I just recently have had a few friends mention a method of learning guitar called the CAGED method, or theory, something like that. Does anybody have any experience with it and is it effective? I did not learn guitar by this method. I had the joy (I should not say that, it was my own choice) of memorizing the modes and scales, in as many positions as I could, in addition to learning placement of the notes on the neck. Could someone tell me if it would still be worth my time to look into and learn the CAGED method? Will it benefit a non-beginner guitarist?

Thanks


----------



## SirMyghin (Apr 20, 2011)

CAGED method builds up scale shapes, and arpeggios shapes, around the open chord shapes, which are then moved up and down the neck as with a barre behind them. Some of it like playing an open G chord up the neck witha bar 2 frets behind it is not only impractical but damned hard. 

Personally I don't like it, if you know your scales and modes, and you know WHY it is that scale when you play it, as well as your note locations you will gain nothing by learning the CAGED method. It is a very different approach to how you remember the fretboard, which was too foreign for me as I had been playing for years, as well as the book it is generally taught from (Fretboard Logic) is far too wordy. 

Some people really like it, I do not.


----------



## xtrustisyoursx (Apr 20, 2011)

I never learned it as a method, but it is a handy little way to keep track of what chords tones and shapes are nearby when you're improvising.


----------



## ShadyDavey (Apr 20, 2011)

The "Fretboard Navigator" DVD's by Jamie Humphries do demonstrate this method very clearly, and as well as "Fretboard Logic" it's worthwhile to read "The Caged Guitarist" by Paul Foad but the methodology remains the same - it's extremely useful although as noted perhaps less so for those who already have an awareness of fretboard knowledge in terms of scale and chord shapes.

When I was at GIT in London it was always presented as an alternative to the 7 scale positions commonly taught, but whilst I do prefer it for navigating chord shapes, it's very much down to personal preferences. 

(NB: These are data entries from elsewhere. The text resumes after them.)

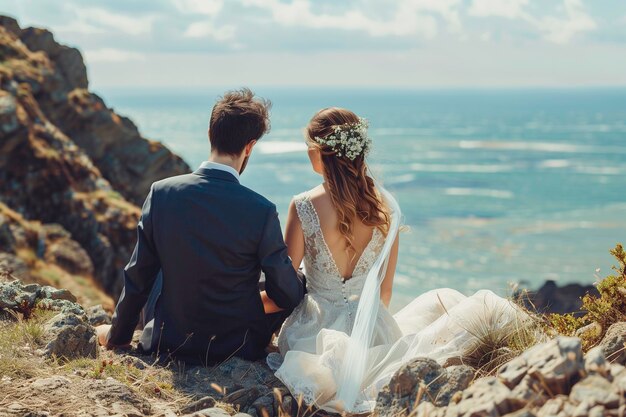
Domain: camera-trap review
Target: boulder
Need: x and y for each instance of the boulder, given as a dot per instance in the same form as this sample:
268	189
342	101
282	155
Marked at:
595	362
614	343
97	316
70	336
552	298
421	380
88	166
555	365
201	404
595	390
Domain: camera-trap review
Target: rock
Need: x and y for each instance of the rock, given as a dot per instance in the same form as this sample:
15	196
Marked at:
487	396
595	362
614	343
594	390
88	166
458	378
264	406
14	265
556	365
201	404
16	297
521	413
97	316
52	383
620	383
112	393
71	256
551	298
556	406
70	336
209	412
57	294
420	380
244	397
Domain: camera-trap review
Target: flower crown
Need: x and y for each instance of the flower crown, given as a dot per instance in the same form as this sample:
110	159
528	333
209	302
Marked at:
349	140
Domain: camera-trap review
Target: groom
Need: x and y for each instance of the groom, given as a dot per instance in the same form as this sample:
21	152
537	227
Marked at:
210	238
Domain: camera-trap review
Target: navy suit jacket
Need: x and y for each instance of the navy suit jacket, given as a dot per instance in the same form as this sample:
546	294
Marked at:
211	237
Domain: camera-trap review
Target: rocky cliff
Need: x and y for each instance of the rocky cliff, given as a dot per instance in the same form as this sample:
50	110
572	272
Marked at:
72	171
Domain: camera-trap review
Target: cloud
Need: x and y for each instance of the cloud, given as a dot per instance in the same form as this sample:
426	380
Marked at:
510	9
204	7
208	29
112	55
130	25
562	30
411	17
559	30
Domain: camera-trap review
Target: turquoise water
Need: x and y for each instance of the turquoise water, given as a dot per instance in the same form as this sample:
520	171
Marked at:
497	187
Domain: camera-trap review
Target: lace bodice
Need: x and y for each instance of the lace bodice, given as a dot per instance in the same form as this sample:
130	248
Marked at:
323	276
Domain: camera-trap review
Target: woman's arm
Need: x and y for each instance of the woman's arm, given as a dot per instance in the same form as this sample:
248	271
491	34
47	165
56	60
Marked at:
294	239
387	284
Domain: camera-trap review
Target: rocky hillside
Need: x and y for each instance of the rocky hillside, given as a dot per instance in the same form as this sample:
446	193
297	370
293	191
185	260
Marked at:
50	365
72	171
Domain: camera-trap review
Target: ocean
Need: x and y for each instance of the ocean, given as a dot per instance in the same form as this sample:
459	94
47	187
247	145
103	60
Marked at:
497	188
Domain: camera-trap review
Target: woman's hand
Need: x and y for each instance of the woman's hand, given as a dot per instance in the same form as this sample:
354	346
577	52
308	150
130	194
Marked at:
268	304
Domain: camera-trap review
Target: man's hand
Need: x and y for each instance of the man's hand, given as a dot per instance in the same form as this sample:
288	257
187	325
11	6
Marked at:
102	331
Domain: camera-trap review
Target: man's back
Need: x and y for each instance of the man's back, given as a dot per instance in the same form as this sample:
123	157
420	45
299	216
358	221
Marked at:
210	237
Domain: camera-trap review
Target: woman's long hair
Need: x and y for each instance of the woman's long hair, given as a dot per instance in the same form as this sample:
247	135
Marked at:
351	189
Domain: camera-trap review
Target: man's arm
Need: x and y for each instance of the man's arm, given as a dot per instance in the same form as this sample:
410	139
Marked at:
139	277
282	283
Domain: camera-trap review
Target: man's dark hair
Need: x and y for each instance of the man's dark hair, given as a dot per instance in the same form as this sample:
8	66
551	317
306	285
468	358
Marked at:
237	119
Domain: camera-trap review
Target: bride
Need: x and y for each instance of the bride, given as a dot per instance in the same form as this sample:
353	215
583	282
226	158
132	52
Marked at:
341	345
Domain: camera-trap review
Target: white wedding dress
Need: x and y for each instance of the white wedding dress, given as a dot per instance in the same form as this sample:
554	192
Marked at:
314	340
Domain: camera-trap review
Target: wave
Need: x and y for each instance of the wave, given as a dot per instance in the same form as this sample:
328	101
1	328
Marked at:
465	168
479	192
554	163
526	146
279	147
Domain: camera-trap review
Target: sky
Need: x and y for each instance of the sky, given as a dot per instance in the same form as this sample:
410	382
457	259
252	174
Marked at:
339	43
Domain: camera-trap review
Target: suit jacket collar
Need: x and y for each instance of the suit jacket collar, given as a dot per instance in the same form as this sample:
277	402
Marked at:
216	174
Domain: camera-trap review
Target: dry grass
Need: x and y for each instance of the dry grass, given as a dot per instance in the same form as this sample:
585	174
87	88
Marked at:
19	339
499	339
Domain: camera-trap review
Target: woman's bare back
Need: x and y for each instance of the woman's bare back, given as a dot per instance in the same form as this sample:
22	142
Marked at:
329	222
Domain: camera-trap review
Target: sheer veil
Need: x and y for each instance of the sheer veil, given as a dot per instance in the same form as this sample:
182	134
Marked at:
353	367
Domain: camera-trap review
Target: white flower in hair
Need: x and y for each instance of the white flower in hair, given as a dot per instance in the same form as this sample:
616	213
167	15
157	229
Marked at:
349	140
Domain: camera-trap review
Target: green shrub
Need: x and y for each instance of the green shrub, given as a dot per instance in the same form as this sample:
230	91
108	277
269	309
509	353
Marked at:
600	311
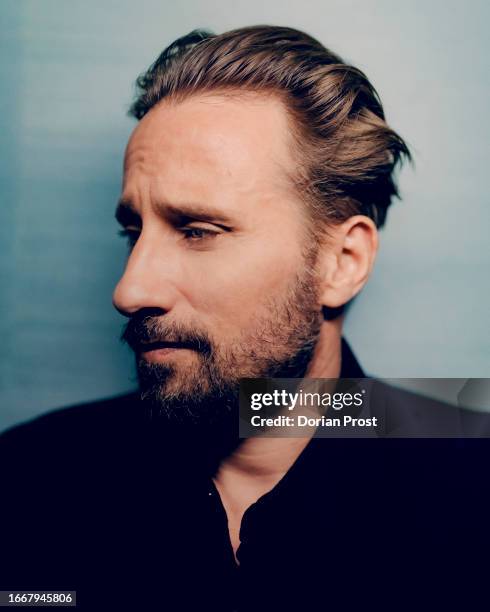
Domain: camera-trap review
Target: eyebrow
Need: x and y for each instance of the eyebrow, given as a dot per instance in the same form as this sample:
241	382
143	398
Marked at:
127	215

Here's a handy website which presents the CAGED method in several formats (including a couple of 7 and 8 string tunings):

CAGED octaves guitar method CAGED4BASS and BLOGoZON


----------



## telecaster90 (Apr 20, 2011)

When I was still in music school, the entire guitar curriculum was based off of CAGED. I had done the same thing as you as far as learning the different positions before I went to school so you pretty much already know most of the CAGED positions. It'll just be a different way to look at what you probably already know. That said, I think it's really handy for chords.


----------



## sell2792 (Apr 25, 2011)

I;ve herad about this before but I'm still not entirely sure how it works... I don't know shit about theory, is this worth attempting to learn?


----------



## brutalwizard (Apr 25, 2011)

yes alot of my peers found the caged system effective although i never did it, it seems very straight foward. idk how it would apply in a theory class without guitar, but its a good foundation from what i have seen


----------